Wording weighs on immigration bill
By Aaron Baca, Marietta Daily Journal, January 18, 2006
ATLANTA - The battle shaping up this year to draft tougher laws against illegal immigrants in Georgia is beginning to turn on syntax and terminology.
Legislators and activists who favor new laws meant to discourage illegal immigration to Georgia defended their campaign Tuesday during an hour-long forum at the Capitol saying they believe they are being portrayed by some media as mean-spirited and sometimes even as bigots.
Among them is Cobb Sen. Chip Rogers (R-Woodstock) who has proposed recent legislation to crack down on companies that employ illegal immigrants, as well as other bills meant to verify the legal residences of people who receive state assistance through programs that require proof of residency.
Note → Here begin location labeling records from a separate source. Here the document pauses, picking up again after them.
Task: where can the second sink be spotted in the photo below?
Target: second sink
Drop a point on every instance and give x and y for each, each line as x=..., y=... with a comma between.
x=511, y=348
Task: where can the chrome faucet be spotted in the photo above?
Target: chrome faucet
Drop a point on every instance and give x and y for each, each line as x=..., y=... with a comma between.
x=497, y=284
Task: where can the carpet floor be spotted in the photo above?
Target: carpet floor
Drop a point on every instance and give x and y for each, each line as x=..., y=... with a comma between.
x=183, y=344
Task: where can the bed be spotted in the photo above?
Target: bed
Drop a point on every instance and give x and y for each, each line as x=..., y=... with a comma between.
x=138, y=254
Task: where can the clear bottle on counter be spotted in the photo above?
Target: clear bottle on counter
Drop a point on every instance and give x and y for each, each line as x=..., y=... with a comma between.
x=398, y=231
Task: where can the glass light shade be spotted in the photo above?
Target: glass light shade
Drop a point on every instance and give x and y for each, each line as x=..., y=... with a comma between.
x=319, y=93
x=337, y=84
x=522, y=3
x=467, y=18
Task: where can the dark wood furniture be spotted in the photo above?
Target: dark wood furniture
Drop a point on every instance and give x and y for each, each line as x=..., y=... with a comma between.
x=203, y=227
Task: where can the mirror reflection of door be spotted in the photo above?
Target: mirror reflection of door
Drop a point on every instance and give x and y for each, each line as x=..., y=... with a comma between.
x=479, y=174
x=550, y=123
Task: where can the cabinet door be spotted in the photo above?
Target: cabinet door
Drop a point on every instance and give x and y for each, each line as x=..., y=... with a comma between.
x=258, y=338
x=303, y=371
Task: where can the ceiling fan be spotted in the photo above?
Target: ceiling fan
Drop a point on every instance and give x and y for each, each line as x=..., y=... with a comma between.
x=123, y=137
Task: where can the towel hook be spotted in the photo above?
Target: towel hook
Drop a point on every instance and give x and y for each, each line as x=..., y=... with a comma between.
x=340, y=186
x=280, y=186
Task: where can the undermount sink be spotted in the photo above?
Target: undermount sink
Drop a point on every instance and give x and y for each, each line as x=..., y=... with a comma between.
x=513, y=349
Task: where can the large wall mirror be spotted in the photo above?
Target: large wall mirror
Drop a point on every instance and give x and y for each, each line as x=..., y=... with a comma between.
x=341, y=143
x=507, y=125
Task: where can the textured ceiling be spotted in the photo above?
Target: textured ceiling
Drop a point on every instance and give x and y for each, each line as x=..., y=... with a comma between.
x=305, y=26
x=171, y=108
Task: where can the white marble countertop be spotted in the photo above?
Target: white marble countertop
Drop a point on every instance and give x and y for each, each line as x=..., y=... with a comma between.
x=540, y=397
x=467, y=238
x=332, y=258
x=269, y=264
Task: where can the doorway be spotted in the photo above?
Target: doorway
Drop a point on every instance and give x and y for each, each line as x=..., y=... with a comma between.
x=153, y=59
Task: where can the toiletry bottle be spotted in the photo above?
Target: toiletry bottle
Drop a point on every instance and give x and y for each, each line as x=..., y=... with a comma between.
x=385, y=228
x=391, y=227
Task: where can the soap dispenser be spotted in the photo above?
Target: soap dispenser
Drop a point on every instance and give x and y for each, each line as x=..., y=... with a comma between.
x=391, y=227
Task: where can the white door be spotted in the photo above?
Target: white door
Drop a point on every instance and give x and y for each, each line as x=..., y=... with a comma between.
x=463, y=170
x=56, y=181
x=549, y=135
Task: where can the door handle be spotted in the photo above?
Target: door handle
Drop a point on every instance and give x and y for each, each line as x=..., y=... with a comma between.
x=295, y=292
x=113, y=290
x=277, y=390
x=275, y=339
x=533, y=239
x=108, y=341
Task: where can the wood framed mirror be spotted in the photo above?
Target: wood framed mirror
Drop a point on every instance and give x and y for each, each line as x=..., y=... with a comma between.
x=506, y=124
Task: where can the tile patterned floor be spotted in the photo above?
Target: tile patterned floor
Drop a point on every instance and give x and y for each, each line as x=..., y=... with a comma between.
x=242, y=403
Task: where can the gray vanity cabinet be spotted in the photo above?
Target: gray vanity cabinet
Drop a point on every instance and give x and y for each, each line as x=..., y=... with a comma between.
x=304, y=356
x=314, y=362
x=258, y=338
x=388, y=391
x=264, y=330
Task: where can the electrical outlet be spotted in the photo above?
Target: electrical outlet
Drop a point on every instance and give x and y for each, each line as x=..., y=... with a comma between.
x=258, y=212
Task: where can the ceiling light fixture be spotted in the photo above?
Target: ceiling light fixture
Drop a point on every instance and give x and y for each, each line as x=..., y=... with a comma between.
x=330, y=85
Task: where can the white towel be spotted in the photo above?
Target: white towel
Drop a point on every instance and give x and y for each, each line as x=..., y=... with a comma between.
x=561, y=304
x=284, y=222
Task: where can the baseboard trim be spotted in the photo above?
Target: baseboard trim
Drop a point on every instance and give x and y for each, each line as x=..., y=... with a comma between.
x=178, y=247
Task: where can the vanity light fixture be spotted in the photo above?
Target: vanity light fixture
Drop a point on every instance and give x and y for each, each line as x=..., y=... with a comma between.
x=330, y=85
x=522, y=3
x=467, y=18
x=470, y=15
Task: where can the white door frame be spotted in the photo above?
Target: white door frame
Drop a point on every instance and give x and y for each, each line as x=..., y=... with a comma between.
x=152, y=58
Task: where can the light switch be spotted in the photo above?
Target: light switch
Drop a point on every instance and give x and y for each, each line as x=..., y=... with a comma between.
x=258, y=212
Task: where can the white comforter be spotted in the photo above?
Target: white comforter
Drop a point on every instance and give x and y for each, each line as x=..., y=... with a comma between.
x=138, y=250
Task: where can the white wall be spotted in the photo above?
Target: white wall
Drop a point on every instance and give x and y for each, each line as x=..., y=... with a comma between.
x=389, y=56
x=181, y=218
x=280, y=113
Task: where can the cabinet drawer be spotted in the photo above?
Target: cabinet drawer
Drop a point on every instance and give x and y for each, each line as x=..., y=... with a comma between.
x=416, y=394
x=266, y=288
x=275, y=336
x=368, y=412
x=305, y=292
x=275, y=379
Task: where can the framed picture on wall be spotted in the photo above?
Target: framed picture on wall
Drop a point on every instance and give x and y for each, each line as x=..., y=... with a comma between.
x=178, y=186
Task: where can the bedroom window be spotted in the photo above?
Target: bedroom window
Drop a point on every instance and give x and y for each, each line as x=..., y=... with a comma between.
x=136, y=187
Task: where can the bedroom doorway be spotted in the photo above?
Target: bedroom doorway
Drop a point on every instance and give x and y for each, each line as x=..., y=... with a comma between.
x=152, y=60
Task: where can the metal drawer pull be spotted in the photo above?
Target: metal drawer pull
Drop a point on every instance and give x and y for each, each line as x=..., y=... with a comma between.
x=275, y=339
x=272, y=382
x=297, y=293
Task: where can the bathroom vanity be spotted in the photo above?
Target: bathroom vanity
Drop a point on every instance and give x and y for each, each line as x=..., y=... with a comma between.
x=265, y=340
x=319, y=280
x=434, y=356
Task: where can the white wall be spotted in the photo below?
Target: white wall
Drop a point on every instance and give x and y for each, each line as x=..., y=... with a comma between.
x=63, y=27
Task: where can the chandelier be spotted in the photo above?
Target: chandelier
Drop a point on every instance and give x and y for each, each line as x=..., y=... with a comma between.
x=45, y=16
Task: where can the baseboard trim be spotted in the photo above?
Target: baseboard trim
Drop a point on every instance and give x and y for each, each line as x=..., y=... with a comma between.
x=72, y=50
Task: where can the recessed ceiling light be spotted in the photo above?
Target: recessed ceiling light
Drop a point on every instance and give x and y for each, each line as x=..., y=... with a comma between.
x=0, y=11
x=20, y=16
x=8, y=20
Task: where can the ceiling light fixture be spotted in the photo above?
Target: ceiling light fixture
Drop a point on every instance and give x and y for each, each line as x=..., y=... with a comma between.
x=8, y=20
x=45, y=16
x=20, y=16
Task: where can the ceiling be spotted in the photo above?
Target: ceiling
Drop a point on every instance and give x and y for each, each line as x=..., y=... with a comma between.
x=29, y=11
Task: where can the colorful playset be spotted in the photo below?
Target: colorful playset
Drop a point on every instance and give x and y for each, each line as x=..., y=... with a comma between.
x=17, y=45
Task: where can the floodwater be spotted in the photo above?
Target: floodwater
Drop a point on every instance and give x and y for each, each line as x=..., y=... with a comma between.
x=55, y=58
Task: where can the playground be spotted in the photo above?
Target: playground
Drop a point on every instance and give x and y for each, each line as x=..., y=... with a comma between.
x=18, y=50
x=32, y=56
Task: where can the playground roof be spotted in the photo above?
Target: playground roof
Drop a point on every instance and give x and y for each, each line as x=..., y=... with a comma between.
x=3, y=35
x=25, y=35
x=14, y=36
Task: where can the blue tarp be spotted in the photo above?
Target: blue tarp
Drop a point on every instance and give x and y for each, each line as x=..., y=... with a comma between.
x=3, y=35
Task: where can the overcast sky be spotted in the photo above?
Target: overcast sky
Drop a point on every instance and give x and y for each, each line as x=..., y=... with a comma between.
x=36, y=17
"I've been told I'm mean-spirited because I want to enforce laws against illegal immigrants," Rogers said.
"There's been some kind of implication that because I'm working on (anti-illegal immigration) bills I'm somehow anti-immigration. It's just not true," Rogers said in remarks following a forum on illegal immigration sponsored by The Associated Press.
Despite his push to adopt laws against illegal immigration, Rogers withdrew one controversial bill last week that would have prevented unauthorized non-citizens from attending public colleges and universities in the state.
Rogers said he withdrew senate bill 171 because the bill was often misunderstood and because it presently is not part of the Legislature's Republican majority agenda.
In addition to Rogers, other panelists at Tuesday's forum included Marietta Daily Journal columnist D.A. King, who writes about illegal immigration, state Rep. Brian Thomas (D-Lilburn), Tisha Tallman of the Mexican American Legal Defense and Education Fund and Luz Marti, a south Georgia representative to the Latino Commission for a New Georgia.
Rogers joined King in saying critics of tougher laws are unfairly portraying proposed legislation as being anti-Hispanic or anti-immigrant altogether.
King, who is president of the Dustin Inman Society, said his columns and campaign to raise awareness about illegal immigration has nothing to do with whether someone is Hispanic.
"Immigration into our nation of laws is sacred to me," King said. "An immigrant is someone who came to this country legally. It is outrageous to me that we can't all get on the same page with the words we use."
King said critics of tougher laws are intentionally trying to portray illegal immigrants as legal immigrants to soften legislation aimed at enforcing immigration laws.
Critics, however, say the push to draft tougher laws against illegal immigration is politicizing an issue that states have little power to enforce.
Ms. Tallman said states are overstepping their law-making abilities in passing anti-illegal immigration laws and are setting themselves up for court battles that ultimately will rule against tougher measures.
"Legislation introduced in Georgia is in violation of federal law," Ms. Tallman said. "
Ms. Tallman argues that tougher laws against illegal immigrants must be written carefully and must be narrowly applied.
Such laws often abuse rights that even illegal immigrants enjoy under U.S. law, she said.
"The Constitution protects all people, not just citizens," Ms. Tallman said.
Thomas made similar points when he explained that laws meant to discourage illegal immigration to Georgia should not be directed at denying illegal immigrants state or federal services.
"If we are trying to stop illegal immigration, then we should recognize that illegal immigrants come here for one thing: jobs," Thomas said.
Thomas said legislation should be written to hold employers accountable for hiring illegal workers...
Gov. Sonny Perdue, who spoke briefly at Tuesday's forum, said Georgians are frustrated with increasing numbers of illegal immigrants arriving in the state.
However, Perdue said the state "has some limitations on what it can do" because most immigration issues must be enforced by federal authorities.